Johnstone v. Crooks

The opinion of the Court was delivered by

Moses, C. J.

The first assignment of error in the charge of the Circuit Judge is his instruction to the jury, “ that the payments in Confederate currency should stand as a credit for that many dollars on the bond.”

It is scarcely necessary to refer to authority to shew that what the creditor takes'"and acknowledges as payment of his debt must be so considered, unless some fraud or imposition has been practised to induce' him to receive, in lieu of his demand, that which was never intended to be accepted as an equivalent for it.

As well might one claim a restitution of his property because he had parted with it at less than the market value. If the transaction is free from circumvention, or influence of a character which *203would vitiate it at law, it must stand as the considerate act of the parties, binding on both of them.

This recognized principle, it is claimed, cannot apply to a contract subject to the provision of the Ordinance of September 27th, 1865, entitled “An Ordinance to declare of force the Constitution and laws heretofore in force in this State,” which allows “the true value and real character of the consideration of any contract entered into between the 1st day of January, 1862, and the fifteenth day of May, 1865,” to be shewn, “so that such verdict or decree might be rendered as will effect substantial justice between the parties.”

It has been decided in Austin vs. Kinsman, 13 Rich. Eq., 265, and in Fluit vs. Nelson, 15 Rich., 11, that the Ordinance only applied to executory contracts, and that, therefore, where part payment had been made in Confederate currency, the creditor is not entitled to have the amount of the payment reduced to its value in National currency. If the proposition so contended for by the plaintiff can prevail, what would prevent its extension to the recovery from a maker, by the payee of a note who had received the amount nominally due upon it in Confederate currency, of the difference between such currency and the legal tender notes of the United States?

The second ground of error charged involves the plaintiff in an attempt, through the aid of the Court, to repudiate his own act in accepting a depreciated currency in part payment of the bond. While an officer of the Court, the obligee and custodian of the bond, he credited the money received, and, after inducing the obligors to suppose that so much of it was extinguished, he now avers that his course was without right, “ and that the payments should be stricken out.”

Is he in a position to avail himself of such an advantage ? The creditors and the parties interested in the estate for the benefit of which the bond was held, are not before the Court. Whatever may be their rights, (and in that regard we do not propose to intimate an opinion,) he can not ask of the defendants any abatement or diminution of the amount so credited, because received in Confederate notes.
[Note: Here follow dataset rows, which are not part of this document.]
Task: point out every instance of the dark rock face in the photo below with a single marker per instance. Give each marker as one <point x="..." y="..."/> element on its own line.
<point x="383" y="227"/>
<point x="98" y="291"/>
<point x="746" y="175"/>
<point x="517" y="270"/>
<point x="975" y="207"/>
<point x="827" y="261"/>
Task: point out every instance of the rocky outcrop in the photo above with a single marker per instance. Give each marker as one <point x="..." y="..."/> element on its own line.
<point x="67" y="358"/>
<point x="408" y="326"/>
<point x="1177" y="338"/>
The third ground alleged as error must be sustained. The constitutionality of the “Act to determine the value of contracts made in Confederate States notes, or their equivalent,” approved March 26, 1869, 14 Stat., 277, was sustained by this Court in Neely vs. McFadden, 2 S. C., 169. The Circuit Judge further charged, *204that if not repugnant to the Constitution of this State and of the United States, “ it had no application to the contract proved in this case, and that, after fixing the real value of the property on the day of sale, and ascertaining what proportion of the original bond had been paid, and what proportion was still due, their verdict should conform to such proportion.”

The rules by which the construction and determination of contracts made during the period when Confederate States notes constituted the only circulating medium in the State, have been fully prescribed and set forth in the cases of Neely vs. McFadden, 2 S. C., 169, and Harmon vs. Wallace, 2 S. C., 208.

They determine the principles which must be applied to the construction of such contracts, where, from the peculiar condition of the currency then prevailing, and the state of the country, the intent of the parties is allowed to be ascertained by a resort “ to proof of extrinsic facts and circumstances,” in aid of the inference to be drawn from the instrument itself.

The motion is granted, and a new trial ordered.

Willard, A. J., and Wright, A. J., concurred.